Despite the shortcomings, these three are a lot of fun to listen to and hold importance in Led Zeppelin’s overall legacy. Reunions is the latest Archive Master Series Bluray release and one of their most impressive. While the source material limits the effect, this still contains the best available version of these tapes on the market.
All three of these shows appear on the DVD Reunion Collection (Wendy WEDV-01), released in 2005. AMS is an improvement in every way over the Wendy, not only in visual and sound quality, but in completeness and editing. For all three reunions is presents as perfect a record as can reasonably be expected.
For the Live Aid appearance, AMS use a VHS taped from the MTV telecast.

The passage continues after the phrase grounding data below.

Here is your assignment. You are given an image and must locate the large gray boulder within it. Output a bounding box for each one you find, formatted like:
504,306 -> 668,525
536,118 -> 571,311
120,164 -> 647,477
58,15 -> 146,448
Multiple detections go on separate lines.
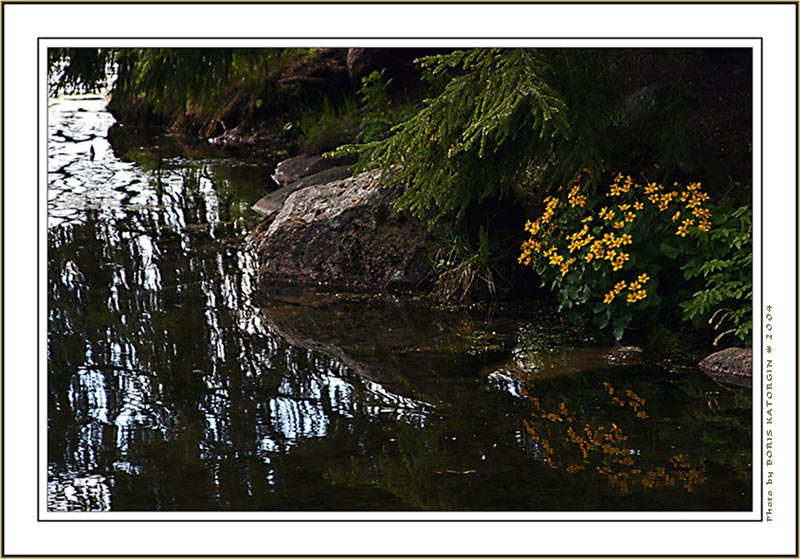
698,347 -> 752,387
246,169 -> 430,293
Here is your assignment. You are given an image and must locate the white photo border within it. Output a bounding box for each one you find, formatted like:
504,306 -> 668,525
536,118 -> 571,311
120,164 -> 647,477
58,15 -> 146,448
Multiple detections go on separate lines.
3,2 -> 796,556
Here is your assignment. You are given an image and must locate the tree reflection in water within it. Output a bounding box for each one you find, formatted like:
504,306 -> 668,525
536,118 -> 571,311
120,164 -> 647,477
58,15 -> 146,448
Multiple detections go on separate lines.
48,98 -> 441,510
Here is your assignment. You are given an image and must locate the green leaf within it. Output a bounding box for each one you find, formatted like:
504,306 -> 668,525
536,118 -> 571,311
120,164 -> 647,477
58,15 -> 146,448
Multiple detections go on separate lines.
594,308 -> 610,330
593,301 -> 608,314
660,240 -> 681,259
611,310 -> 633,340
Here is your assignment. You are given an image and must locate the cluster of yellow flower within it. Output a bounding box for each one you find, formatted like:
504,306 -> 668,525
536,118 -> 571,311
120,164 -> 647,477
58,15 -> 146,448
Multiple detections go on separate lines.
603,273 -> 650,305
519,196 -> 561,266
568,184 -> 587,207
540,246 -> 577,276
518,172 -> 714,312
642,179 -> 713,233
607,173 -> 634,196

Much more clear than the Wendy DVD, it picks up where Phil Collins introduces his friends and runs through Mark Goodman, Martha Quinn and The Cars’ Benjamin Orr commenting on the action (and Orr flirting with Quinn). Also included is the short post-set interview with all of the musicians with MTV VJ Alan Hunter.
The short three song set is ragged and riddled with mistakes. Plant’s voice is very weak and Page gets lost trying to follow the chaotic drumming of Collins and Tony Thompson. But Zeppelin were the highlight of the Philadelphia gig in terms of emotional resonance. And as poor as the performance is, it has enough magic to confirm that Zeppelin did indeed play that night.
Zeppelin wanted to make amends three years later for their set at the Atlantic Records 40th Anniversary celebration in New York in May, 1988. Telecast on HBO and simulcast on local FM radio, AMS use a superior video copy. Compared to Live Aid, the set is longer and much better rehearsed. “Kashmir” starts the set followed by a ragged version of “Heartbreaker” which segues into “Whole Lotta Love.”
“Misty Mountain Hop” fares the best off all – very tight and bouncy. They end with a cold version of “Stairway To Heaven.” Also included are home shot amateur footage of the rehearsal and the band hanging out backstage. The quality isn’t nearly as good as the pro-shot footage, but is still nice to have.
The final third of the disc is occupied with the 1995 Rock And Roll Hall Of Fame induction in New York. It starts off with the telecast’s introduction and the speech by Steven Tyler, Joe Perry, and the acceptance speech by the band and family. AMS splice in the first two songs of the jam, “Train Kept A-Rollin'” and “For Your Love” from another, lesser quality source. The rest, including the back stage chat, comes from a crystal clear dub.
Off all the footage on the disc, this is the most exciting. It’s thrilling to watch them jam with the other musicians, but also the final track with Neil Young, when they play “When The Levee Breaks” with Buffalo Springfield’s “For What It’s Worth” thrown in, is masterful.
Reunions, along with the other Bluray efforts by AMS, is a phenomenal disc and is worth having.